One of the actions also broke out the municipal Human Resources Department from under the first selectman’s budget and making it an independent entity, while another moved funds formerly used to pay a private security firm through the Fairfield Hills management company to Newtown Police Department, which took over managing campus security July 1.

Yet another action took a host of local and regional human service and nonprofit agencies receiving taxpayer support that were formerly represented in the budget as independent departments, and combined those disbursements in to a single budget department.

The actions that were taken by the selectmen are as follows:

*Create an independent budget line for a Human Resources Department, transferring $57,500 from the first selectman’s budget line.

*Move an additional $23,000 from pension and supplies budgets to the HR department because that department authorizes certain pension payments, and another $18,000 to cover required employee physicals.

*Transfer $85,037 from the Contractual Services account to the Police Department budget to cover the cost of contract security personnel for Fairfield Hills.

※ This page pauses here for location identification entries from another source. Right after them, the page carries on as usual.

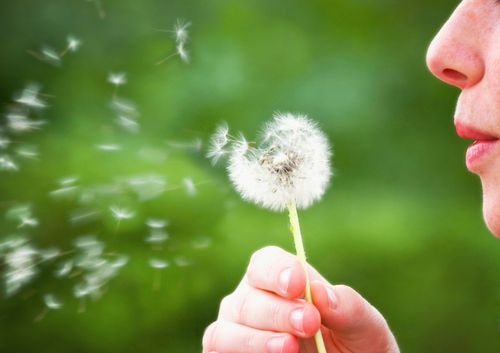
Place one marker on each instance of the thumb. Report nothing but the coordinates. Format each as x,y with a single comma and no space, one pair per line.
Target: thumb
353,321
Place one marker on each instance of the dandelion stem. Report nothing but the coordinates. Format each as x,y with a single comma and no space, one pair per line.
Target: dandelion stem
301,254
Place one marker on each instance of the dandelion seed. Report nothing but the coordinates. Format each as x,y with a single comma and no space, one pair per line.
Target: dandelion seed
73,43
19,123
201,242
109,147
121,213
158,264
196,144
6,163
29,152
189,186
182,52
64,269
157,236
182,261
64,192
180,31
147,187
4,142
128,123
21,268
218,142
117,79
49,254
30,97
51,302
156,223
82,216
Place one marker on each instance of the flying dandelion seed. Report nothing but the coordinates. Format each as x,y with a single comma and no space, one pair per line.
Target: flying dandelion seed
290,169
181,36
29,152
121,214
30,97
7,164
20,267
4,142
158,265
189,186
109,147
156,223
117,78
73,44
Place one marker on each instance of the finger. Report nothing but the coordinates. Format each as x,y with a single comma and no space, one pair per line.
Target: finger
228,337
266,311
351,317
273,269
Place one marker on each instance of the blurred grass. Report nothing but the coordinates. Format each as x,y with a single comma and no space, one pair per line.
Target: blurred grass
401,222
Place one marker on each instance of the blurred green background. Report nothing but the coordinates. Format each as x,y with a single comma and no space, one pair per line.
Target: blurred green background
401,222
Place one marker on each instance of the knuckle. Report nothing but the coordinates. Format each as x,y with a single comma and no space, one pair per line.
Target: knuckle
250,342
208,337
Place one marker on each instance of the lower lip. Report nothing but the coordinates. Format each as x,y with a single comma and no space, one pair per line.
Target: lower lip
477,151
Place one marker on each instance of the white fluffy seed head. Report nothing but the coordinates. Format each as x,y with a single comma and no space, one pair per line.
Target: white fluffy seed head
292,163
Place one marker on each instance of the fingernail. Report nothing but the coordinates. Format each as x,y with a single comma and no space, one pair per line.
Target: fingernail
332,298
284,280
276,344
297,320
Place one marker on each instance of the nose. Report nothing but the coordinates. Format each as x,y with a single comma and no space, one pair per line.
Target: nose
454,55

*Combine numerous service agency disbursements into a single department called “Outside Agencies,” totaling $117,453.

*Break out funding to cover medical and life insurance costs including Newtown Youth & Family Services and The Children’s Adventure Center, a preschool, both of which are part of the outside agencies department.

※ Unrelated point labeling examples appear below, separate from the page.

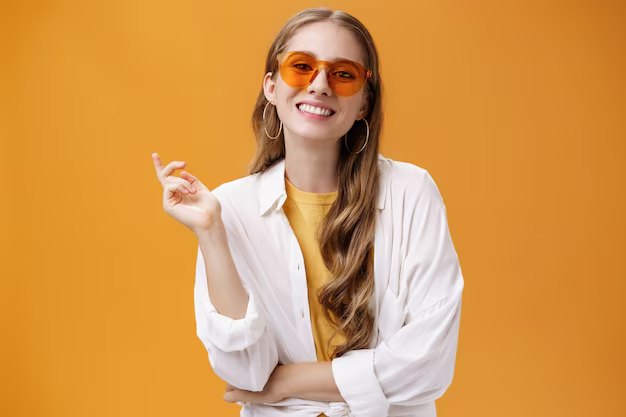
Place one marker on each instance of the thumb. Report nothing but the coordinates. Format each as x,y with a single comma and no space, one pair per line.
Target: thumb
193,180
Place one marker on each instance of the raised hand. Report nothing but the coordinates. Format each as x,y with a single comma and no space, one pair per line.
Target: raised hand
185,198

*Move $30,000 from a single account into various department budgets to cover long-term disability costs.

*A similar transfer of $45,000 to cover life insurance benefits of various departments.

*Transfer another $817,005 to various departments for annual Social Security expenditures.

*Shift a total of $845,389 to various departments to pay all additional pension disbursements, including $815,615 to the Town and Police Department and $29,774 to various other department budgets.

*Move $2,806,855 to various departments to cover the cost of major medical coverage.

The actions will eliminate the Pension, Employee Benefits, and FICA Departments, effective immediately.

Finance Director Robert Tait explained that the actions will better illustrate the true total costs of operating each municipal department. During the next budget process, Mr Tait said the amounts referenced will be illustrated in total as they appear in the current budget document, and then shown as they have migrated to various department lines.

Mr Tait will also include a medical benefits summary further detailing the destinations of all the specific dollar amounts transferred to the various affected departments.

Selectman Will Rodgers commented that if the new procedures help taxpayers and officials understand the overall costs of departments, “it’s a good thing.”

“We just have to do a good job explaining that this does not mean humongous increases to each department,” Mr Rodgers added.

Mrs Llodra concurred, saying, “We will have to be even more clear about how the money presents itself across the landscape of the budget.”

Mr Tait said it will be easy to see as currently funded departments are reduced — some down to zero — in side-by-side columns in next year’s budget documents.

“The net budget change is zero,” Mr Tait said.

The finance director said the Board of Education is still reporting employee benefits in total, versus breaking them out as the town budget now illustrates.